In science, repeated application of this ‘conjecture and refutation’ procedure yields scientific laws – conjectures currently accepted because all observations are in line with them and no observation has refuted them. A law is held tentatively because a future observation or experiment may refute it. For example Newton’s Law of Gravitation held for nearly 300 years till Einstein’s theory of gravitation predicted different results, and subsequent observations favoured Einstein. However, Einstein’s theory is incompatible with quantum mechanics, so that one or both of these theories will have to give way to a better theory which unifies gravity and quantum mechanics – current guesses as to the unifying laws include string theory and loop quantum gravity.

Popper felt that refutability of a guess (falsifiability of a hypothesis) was the key distinction between science and pseudoscience. This overstates the case – there is no absolutely clear-cut demarcation – but falsifiability is certainly a key feature of a scientific hypothesis or conjecture.

Appropriately, one of Popper’s famous books on philosophy of science and the growth of scientific knowledge is titled ‘Conjectures and Refutations’, first published in 1963.

His notion of learning by trial and error or conjecture and refutation is a fair description of how organisms with brains live. Thus we constantly interpret our sensory input as a guess as to what’s going on, act accordingly, get feedback, amend the guess if necessary, act again and so on. We proceed by iterated conjecture and testing. We are hypothesis-testing machines. Sometimes called ‘Popperian machines’, as opposed to ‘Darwinian’ ones which act by random trial and error (flexibility but no learning) or ‘Pavlovian’ ones which produce automatic responses to stimuli (no flexibility, no learning).
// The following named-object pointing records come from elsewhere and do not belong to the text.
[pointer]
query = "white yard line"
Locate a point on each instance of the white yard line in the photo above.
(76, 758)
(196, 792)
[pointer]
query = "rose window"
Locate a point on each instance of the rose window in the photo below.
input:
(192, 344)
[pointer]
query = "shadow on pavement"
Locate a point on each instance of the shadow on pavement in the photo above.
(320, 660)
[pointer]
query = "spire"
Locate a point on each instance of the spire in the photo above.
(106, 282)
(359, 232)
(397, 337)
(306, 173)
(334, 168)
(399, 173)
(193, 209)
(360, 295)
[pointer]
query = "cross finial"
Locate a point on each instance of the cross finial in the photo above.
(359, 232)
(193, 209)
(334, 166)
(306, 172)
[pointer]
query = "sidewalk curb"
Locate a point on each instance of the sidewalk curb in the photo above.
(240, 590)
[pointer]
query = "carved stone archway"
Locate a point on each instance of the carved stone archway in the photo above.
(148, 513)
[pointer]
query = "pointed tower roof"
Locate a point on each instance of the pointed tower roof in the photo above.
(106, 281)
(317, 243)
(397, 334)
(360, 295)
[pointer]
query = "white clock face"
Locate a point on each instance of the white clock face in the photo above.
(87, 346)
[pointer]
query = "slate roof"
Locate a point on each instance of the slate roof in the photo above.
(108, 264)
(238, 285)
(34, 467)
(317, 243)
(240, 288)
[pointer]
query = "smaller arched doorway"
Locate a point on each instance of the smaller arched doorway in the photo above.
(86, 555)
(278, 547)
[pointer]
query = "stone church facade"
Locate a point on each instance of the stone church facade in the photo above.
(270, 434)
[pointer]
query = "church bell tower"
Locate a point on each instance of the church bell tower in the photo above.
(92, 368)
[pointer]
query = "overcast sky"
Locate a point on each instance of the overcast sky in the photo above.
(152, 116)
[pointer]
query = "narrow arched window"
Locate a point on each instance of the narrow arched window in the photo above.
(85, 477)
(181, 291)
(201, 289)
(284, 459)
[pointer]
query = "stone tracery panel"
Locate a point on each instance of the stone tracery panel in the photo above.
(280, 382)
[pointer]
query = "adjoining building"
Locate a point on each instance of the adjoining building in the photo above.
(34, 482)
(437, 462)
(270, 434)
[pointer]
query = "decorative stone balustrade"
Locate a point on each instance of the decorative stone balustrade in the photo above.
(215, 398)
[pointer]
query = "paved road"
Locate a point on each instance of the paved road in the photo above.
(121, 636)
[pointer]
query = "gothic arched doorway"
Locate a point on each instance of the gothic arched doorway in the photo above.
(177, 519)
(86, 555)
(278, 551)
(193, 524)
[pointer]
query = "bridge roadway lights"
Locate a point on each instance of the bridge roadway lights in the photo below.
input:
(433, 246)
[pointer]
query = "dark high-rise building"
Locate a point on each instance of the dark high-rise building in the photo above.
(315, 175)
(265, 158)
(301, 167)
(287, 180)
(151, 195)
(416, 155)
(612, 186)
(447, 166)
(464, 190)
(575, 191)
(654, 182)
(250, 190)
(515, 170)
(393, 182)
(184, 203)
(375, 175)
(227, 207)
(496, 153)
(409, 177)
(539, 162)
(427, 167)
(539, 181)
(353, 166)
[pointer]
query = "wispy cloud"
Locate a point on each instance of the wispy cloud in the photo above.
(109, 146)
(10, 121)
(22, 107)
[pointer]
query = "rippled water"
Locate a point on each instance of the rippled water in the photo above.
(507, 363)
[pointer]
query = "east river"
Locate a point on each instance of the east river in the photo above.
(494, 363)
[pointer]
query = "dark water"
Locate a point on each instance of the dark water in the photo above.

Finally, Popper thought that induction was a myth. Rather it’s all a matter of conjecture and testing. It’s not that repetition (constant conjunction) induces expectation of more of the same (as Hume suggested was the habit of mind producing inductive inference). We don’t wait passively to let the world impose regularities on us. Rather expectation comes first, we have a propensity to see regularities, a conjecture if you like, which repetition will corroborate (or not). I think Popper is right here. In effect, past regularities have driven the evolution of adaptive hard-wired cognitive strategies, our ancestors have done the induction for us, as it were, we don’t each have to start at square one. Of course the traditional philosophical problem of induction is not about what cognitive mechanisms are behind it, but rather what justifies it, and I won’t go into that. Ultimately Popper accepted a ‘whiff of induction’ otherwise he couldn’t explain why we should prefer a theory with a good past performance (many corroborating observations, none refuting) to one with no corroborating observations.